Acordamos um belo dia, finalmente, mais distraídos e ateus. Já não somos o antigo em nós! Somos o novo que nasce e corre para ver o mundo de outro jeito.

E quem como nós, não se acanha de encontrar a poesia, de abrir as portas da emoção, de estender os braços para os amigos verdadeiros, de se dar, de entender de repente, a linguagem de novos sentimentos, de conversar com flores e estrelas e luares e sonhar acordado com a beleza da vida, novamente inaugurada, então sim, pode se juntar a nós numa grande e fraternal corrente. Somos todos os escolhidos, os reféns da ternura, para sempre presos à esses pequenos/grandes amores que a vida põe à nossa frente, em nosso caminho!

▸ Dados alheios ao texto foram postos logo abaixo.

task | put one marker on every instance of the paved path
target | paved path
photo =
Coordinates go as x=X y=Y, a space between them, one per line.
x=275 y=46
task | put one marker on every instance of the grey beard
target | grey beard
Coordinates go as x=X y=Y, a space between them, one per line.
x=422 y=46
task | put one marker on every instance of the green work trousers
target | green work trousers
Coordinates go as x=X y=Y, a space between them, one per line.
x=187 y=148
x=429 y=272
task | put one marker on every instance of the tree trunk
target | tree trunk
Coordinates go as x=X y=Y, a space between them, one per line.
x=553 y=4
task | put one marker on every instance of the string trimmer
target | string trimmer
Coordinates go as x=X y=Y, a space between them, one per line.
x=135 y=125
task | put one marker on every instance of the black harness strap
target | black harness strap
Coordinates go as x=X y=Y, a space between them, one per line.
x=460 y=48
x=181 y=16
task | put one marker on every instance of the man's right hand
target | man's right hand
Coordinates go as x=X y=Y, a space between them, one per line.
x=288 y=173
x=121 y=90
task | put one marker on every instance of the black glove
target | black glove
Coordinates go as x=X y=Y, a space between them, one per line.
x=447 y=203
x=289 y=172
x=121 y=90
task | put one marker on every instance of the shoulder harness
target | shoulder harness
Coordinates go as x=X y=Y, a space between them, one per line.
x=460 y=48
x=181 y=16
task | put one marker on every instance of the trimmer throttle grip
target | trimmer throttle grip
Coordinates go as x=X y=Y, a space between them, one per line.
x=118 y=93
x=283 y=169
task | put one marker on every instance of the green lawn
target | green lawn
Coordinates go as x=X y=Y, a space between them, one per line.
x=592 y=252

"Ser totalmente 'normal' é insuportavelmente fastidioso, um inferno de esterilidade e de desespero."

Carl Gustav Jung

terça-feira, 10 de fevereiro de 2009

À janela



O amigo distante vive longe
Perdido na bruma
Desse mundo virtual...

Não lhe conheço o olhar
Não sinto o calor do abraço
Ele não sabe a minha voz!

Das nossas presenças
Não adivinhamos a doçura

Vivemos longe onde
Moram montanhas azuis

Atrás dos potes de ouro
Dos arco-íris no fim

Ouvimos música é certo
Mas ela é doce e triste e irreal

Só a imagem carregamos
para encher nossas ausências!

E de concreto só temos
a palavra e a poesia...

Jac.


prelúdio

- à amiga distante -

"imagino-te em vestido solto
sentada numa poltrona
de meias grossas
e pés na janela
num fim de tarde frio
bebendo poesia e vinho

imagino na tua pele
tons de manhãs
e olhos orvalhados
em pertencimento
e um momento de fingido pudor
quando um verso
se aninha em teu colo
e uma gota de vinho
mancha o tecido
que te emoldura o ventre

falamos de nava...
te ouço em palavras
e canto poemas antigos
- meus versos de procura -
carregando a angustia

imagino tua embriaguez
e também bebo saudade
nas palavras sem sujeição
que espalhas por veredas
- é tua alma na minha –
em atos de amor e desejos

na esquina nova do mundo
a distancia da tua presença
toca com ternura minha emoção
para compartilhar palavras
e a intensidade dos poetas
transgressores, loucos sãos

ouço villa lobos
lembro ovalle e vinícius
e sinto saudades...
quando entrego à amiga
por dito de gesto simples
esse um tipo de amor"

Marcos Quinan

sexta-feira, 6 de fevereiro de 2009

A luz, o sal e a água



A minha estante de livros é uma festa! Bom, pelo menos para mim. Encontro ali, contos, biografias, ensaios, tratados sobre política, as guerras, poesias, as verdades e mentiras que já foram contadas sobre a história do mundo, as crônicas, clássicos e épicos e por aí vai. Uma delícia para quem gosta de 'ouvir' e estar por perto de homens e mulheres que pensam, que têm idéias!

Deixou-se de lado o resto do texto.